Haus der Finanzen (heute Tschechische Sparkasse)
Datierung
1988–1993
Architekt(inn)en
Jiří Jílek,
Pavel Hanulík
Route
Die Neunzigerjahre
Kode
Z16
Adresse
Zárámí 4463, Zlín
Öffentlicher Nahverkehr
Öffentlicher Nahverkehr: Vodník (BUS 38)
GPS
49.2280031N, 17.6652056E
Literatur
- Jana Pavlová, Chrámy peněz: Postmoderní architektura českých bankovních domů a spořitelen v devadesátých letech 20. století, Praha 2022
Ab Beginn der neunziger Jahre betraten neue Bankinstitute den städtischen Raum. Ihre Räumlichkeiten waren anfänglich eher provisorisch, peu a peu wurden Parterres oder Räumlichkeiten in Stadthäusern und Hotels für deren Zwecke hergerichtet.
Im Jahr 1993 hatten elf Geldinstitute in Zlín ihre Filialen (Kommerzbank, Investitionsbank, Agrobank, Bank Bohemia, Pragobank, Sparkasse, Eurobank, Handelsbank, Postbank, Ökoagrobank, Creditanstalt und Moraviabank).

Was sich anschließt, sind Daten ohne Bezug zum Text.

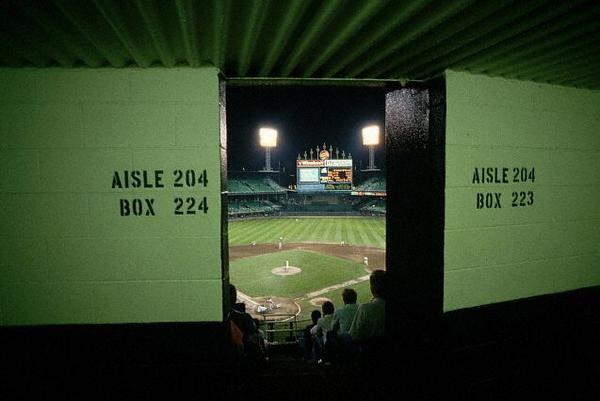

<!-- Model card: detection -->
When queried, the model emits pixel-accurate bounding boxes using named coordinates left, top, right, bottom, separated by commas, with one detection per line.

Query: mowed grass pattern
left=229, top=217, right=385, bottom=248
left=229, top=250, right=367, bottom=298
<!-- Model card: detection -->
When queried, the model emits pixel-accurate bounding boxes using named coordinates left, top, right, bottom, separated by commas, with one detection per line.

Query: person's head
left=310, top=309, right=321, bottom=324
left=321, top=301, right=335, bottom=315
left=342, top=288, right=357, bottom=305
left=229, top=284, right=237, bottom=308
left=369, top=270, right=386, bottom=299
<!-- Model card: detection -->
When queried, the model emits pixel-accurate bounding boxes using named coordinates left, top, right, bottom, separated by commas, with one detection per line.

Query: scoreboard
left=296, top=159, right=352, bottom=192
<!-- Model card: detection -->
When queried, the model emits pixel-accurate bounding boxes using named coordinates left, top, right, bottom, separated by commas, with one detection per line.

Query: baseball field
left=229, top=217, right=386, bottom=320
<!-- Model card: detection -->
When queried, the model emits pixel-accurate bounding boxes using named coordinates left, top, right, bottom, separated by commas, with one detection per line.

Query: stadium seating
left=227, top=177, right=287, bottom=195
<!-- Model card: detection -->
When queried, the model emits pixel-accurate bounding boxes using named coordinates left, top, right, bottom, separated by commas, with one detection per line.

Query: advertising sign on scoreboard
left=296, top=159, right=352, bottom=192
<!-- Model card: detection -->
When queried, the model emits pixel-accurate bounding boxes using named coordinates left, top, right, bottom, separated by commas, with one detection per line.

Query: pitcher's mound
left=309, top=297, right=331, bottom=306
left=271, top=266, right=302, bottom=276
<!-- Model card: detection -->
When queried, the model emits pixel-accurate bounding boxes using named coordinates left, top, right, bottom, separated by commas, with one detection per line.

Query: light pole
left=362, top=125, right=379, bottom=170
left=258, top=128, right=277, bottom=171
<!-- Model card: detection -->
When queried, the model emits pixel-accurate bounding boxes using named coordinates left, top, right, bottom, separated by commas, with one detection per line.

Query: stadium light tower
left=362, top=125, right=379, bottom=170
left=258, top=128, right=277, bottom=171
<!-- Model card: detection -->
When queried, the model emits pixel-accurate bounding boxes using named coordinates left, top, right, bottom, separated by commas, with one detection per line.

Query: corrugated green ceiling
left=0, top=0, right=600, bottom=89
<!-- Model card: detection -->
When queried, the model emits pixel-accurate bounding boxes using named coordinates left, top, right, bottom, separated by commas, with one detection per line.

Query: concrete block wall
left=444, top=71, right=600, bottom=310
left=0, top=68, right=222, bottom=325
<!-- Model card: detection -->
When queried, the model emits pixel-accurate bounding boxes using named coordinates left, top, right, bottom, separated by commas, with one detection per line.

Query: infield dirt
left=229, top=242, right=385, bottom=320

Das Bestreben, neue Bankgebäude hochzuziehen, tauchte jedoch bereits im Jahr 1992 auf, in dem ein Architekturwettbewerb für die Errichtung eines Gebäudes für die Investitionsbank stattfand, das am Schnittpunkt der Straßen Soudní und Bartošova stehen sollte. Jedoch wurde keiner der eingereichten Entwürfe letztendlich realisiert.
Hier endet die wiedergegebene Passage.